The setup for the rest of the season works really well primarily because Vince again has something to prove to people: Vince is at his worst when he either doesn’t care about what’s going on with his life or where his life is so good that he has no reason to even think about it. By episode’s end, he’s shaken off his stupor and realized that he does care what people think, and that he does need to do something to wash the taste of Medellin out of the world’s collective mouth. More important, though, I think the show might feel the same way: from the great tragedy of Medellin’s collapse could come a chance for the show, like Vince, to return to its previous form as a show that actually follows a guy making movies and the guys along for the ride (or, in E’s case, perhaps on a ride of his own).
If I have one major concern, though, it’s Johnny Drama. Yes, his end of episode “Aquaman will be back!” and some of his various one-liners are the type of genius we’ve come to expect from Kevin Dillon, when that storyline actually extended into scenes of his own on the set of Five Towns I can’t say I was entertained. The problem with the sudden success of Dillon and the role with critics and fans alike is that they stretched him too thin: his anxiety over his series’ success, or his anxiety over filming the pilot, were entertaining, but this joke was one-note to a depressing degree. From what I’ve heard from those who screened a few more episodes, he’s largely been relegated to sheer comic relief, but he works best when integrated into the rest of the show’s themes.

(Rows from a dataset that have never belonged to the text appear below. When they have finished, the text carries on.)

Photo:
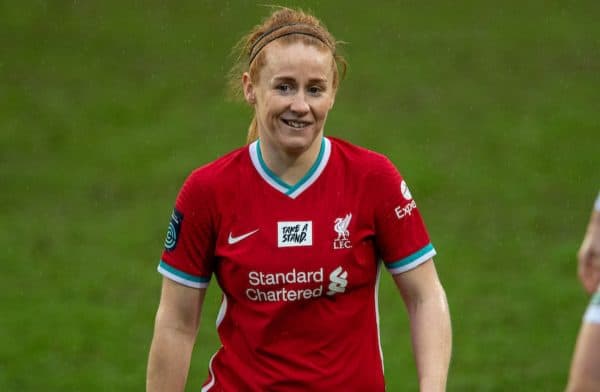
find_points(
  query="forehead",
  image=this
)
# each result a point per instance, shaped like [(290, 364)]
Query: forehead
[(297, 60)]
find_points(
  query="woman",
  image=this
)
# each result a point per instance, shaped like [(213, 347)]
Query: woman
[(292, 226), (585, 365)]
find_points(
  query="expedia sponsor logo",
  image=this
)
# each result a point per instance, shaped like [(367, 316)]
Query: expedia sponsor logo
[(405, 191), (338, 281), (294, 234), (294, 285), (406, 210)]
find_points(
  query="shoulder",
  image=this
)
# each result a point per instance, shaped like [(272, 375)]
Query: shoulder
[(220, 170)]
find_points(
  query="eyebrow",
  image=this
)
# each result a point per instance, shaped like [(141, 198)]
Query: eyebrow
[(291, 79)]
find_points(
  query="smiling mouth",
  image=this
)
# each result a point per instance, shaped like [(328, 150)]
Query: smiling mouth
[(296, 124)]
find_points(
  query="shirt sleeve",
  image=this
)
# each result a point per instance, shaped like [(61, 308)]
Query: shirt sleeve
[(188, 256), (401, 237)]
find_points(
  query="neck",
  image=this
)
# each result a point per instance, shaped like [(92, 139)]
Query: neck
[(290, 166)]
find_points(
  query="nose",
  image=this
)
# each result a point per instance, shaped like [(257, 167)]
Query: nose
[(299, 104)]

There’s no real chance of this episode being a true microcosm of the season to come, indicative of all of its intitiatives – and, considering how strongly last season started, I’d tend to make the argument that it could even be misleading. But, I have a better feeling this time around: something just feels better about this setting; and while it could all be a “fantasy” (Sorry, but the shoe fits) the producers are using to lull us into a false sense of security, something tells me that the show truly does have some strong potential for the year ahead.
- For a while I was fascinated by whether or not that was actually Bow Wow was Eric’s new client, as in that he was playing himself, but he’s actually acting within the context of the show. I remember reading this, actually, but it was a nice surprise that he was actually playing a character (and decently, if I might say so).
- The opening was cute (I had seen it already online), and it does demonstrate the show’s strong ability to intersect the real Hollywood with the false one being created (see also: Ben Silverman’s cameo as the head of NBC). Those types of things work well to give the show some added colour, and hopefully we’ll see more of this as Vince actually goes back to making movies, or more accurately trying to make movies.